HISTORYThe Shadow of a Year: The 1641 Rebellion in Irish History and Memory, By John Gibney, University of Wisconsin Press, 230pp, £25.50
John Gibney’s latest book begins with a colourful description of the opening in 2010 of an exhibition on the 1641 uprising in the Trinity College Dublin library by the then president, Mary McAleese, and Ian Paisley, former first minister of the Stormont executive.
It was “an incongruous double act”, according to Gibney. Yet their presence on the same platform, to reflect on one of the most savage sectarian episodes in Anglo-Irish history, which resulted in the violent deaths of thousands of Protestants and Catholics, spoke of hope for the future. More than a decade after the signing of the Belfast Agreement, leaders of the nationalist and unionist communities could now seemingly approach the past more constructively and convivially. Such assumptions clearly underlie current government thinking about the “decade of commemorations” to mark the centenary of the Irish Revolution (1912-1922).
The role of historians in these acts of remembrance, however, requires careful consideration, if only to avoid the mistakes of the poisonous “revisionist” debates of the 1980s. It is clearly not the job of academics to package, or indeed distort, the past to fit current political agendas. As Gibney’s study shows, the traditions of the oppressor and of the oppressed, of the coloniser and of the colonised, are not easily reconciled.
Despite the understandable desire for peace and reconciliation across the island, recent riots in Belfast, including increasing incidences of sectarian attack, demonstrate that conflicting interpretations of the past remain as relevant today as they were in the 17th century.
But who fears to speak of ’41? Gibney quotes the historian Walter Love, who wrote almost 50 years ago that the uprising “was for some 300 years the most celebrated, discussed and controversial event in Irish history”. This fact might surprise readers raised on a staple diet of Oliver Cromwell at Drogheda in 1649, King Billy at the Boyne in 1690 and the revolt of the United Irishmen in 1798.

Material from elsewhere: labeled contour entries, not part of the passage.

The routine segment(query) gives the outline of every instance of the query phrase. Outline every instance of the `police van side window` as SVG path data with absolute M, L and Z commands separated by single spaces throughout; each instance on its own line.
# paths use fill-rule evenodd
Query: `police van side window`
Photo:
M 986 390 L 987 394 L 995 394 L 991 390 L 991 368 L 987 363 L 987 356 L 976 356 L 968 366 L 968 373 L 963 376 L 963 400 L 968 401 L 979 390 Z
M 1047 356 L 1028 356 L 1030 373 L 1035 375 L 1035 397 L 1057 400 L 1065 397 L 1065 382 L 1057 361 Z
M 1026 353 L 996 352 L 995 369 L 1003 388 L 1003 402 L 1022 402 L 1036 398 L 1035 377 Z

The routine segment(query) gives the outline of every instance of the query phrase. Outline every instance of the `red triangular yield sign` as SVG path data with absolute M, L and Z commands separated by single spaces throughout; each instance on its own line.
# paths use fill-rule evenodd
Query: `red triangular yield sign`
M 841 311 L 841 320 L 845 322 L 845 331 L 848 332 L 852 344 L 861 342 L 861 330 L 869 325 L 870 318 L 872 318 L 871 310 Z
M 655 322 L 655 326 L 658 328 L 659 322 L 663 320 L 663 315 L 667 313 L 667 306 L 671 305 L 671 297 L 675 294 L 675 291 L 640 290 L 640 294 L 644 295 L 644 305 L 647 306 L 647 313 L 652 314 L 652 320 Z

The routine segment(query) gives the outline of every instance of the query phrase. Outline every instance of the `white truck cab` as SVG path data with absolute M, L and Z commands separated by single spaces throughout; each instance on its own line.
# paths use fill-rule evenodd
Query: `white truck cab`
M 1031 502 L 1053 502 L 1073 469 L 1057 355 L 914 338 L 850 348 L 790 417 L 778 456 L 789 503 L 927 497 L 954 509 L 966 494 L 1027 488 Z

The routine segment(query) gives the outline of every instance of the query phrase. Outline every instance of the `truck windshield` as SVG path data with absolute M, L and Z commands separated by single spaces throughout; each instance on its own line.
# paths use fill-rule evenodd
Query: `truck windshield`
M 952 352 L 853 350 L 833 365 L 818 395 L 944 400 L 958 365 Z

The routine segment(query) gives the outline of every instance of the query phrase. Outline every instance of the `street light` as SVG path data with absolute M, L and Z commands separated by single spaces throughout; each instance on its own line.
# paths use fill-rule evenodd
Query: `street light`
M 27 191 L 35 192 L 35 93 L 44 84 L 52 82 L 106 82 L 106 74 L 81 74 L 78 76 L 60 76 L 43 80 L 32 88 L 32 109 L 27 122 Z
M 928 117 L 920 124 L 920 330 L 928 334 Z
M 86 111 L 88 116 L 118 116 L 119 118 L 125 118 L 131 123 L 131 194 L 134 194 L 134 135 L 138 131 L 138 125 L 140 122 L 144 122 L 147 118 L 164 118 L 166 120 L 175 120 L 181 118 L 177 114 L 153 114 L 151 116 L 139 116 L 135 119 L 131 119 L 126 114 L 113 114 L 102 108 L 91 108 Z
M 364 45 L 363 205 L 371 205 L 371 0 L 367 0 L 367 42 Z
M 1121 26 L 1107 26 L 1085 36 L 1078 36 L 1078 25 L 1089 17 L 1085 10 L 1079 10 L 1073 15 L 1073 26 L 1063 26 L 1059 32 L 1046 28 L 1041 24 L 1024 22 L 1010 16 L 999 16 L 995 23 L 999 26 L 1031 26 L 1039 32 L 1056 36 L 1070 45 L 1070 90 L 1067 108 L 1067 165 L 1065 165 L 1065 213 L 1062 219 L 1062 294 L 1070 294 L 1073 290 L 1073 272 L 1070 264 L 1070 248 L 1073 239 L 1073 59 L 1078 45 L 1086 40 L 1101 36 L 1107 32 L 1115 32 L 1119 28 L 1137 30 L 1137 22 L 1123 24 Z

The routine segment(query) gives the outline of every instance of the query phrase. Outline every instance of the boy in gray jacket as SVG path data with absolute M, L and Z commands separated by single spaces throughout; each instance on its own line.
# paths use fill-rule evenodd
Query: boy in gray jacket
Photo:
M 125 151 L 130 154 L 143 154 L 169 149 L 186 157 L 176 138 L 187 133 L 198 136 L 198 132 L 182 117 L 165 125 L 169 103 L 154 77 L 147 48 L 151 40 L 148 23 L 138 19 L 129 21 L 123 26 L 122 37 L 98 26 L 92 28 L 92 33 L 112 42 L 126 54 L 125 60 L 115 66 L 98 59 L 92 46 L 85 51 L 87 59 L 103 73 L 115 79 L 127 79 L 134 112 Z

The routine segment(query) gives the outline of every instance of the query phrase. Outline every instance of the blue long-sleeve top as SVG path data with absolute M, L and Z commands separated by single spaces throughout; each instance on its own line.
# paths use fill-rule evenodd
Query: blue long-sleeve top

More recently, however, a glut of publications on 1641 has appeared, prompted largely by a project at Trinity College Dublin, which conserved, transcribed, digitised and made freely available online (at 1641.tcd.ie) the entire collection of witness testimonies by those Protestant settlers forced to flee from the insurgents.
Biased version
The 1641 Depositions, as they are known, are of course heavily biased in favour of the Protestant version of events and barely mention the plight of the Catholics. They subsequently played a key role in creating and sustaining a collective Protestant identity, where perception and prejudice often trumped reality. More specifically, the statements constitute the chief evidence for the sharply contested allegation that the 1641 rebellion began with a general massacre of tens of thousands of settlers.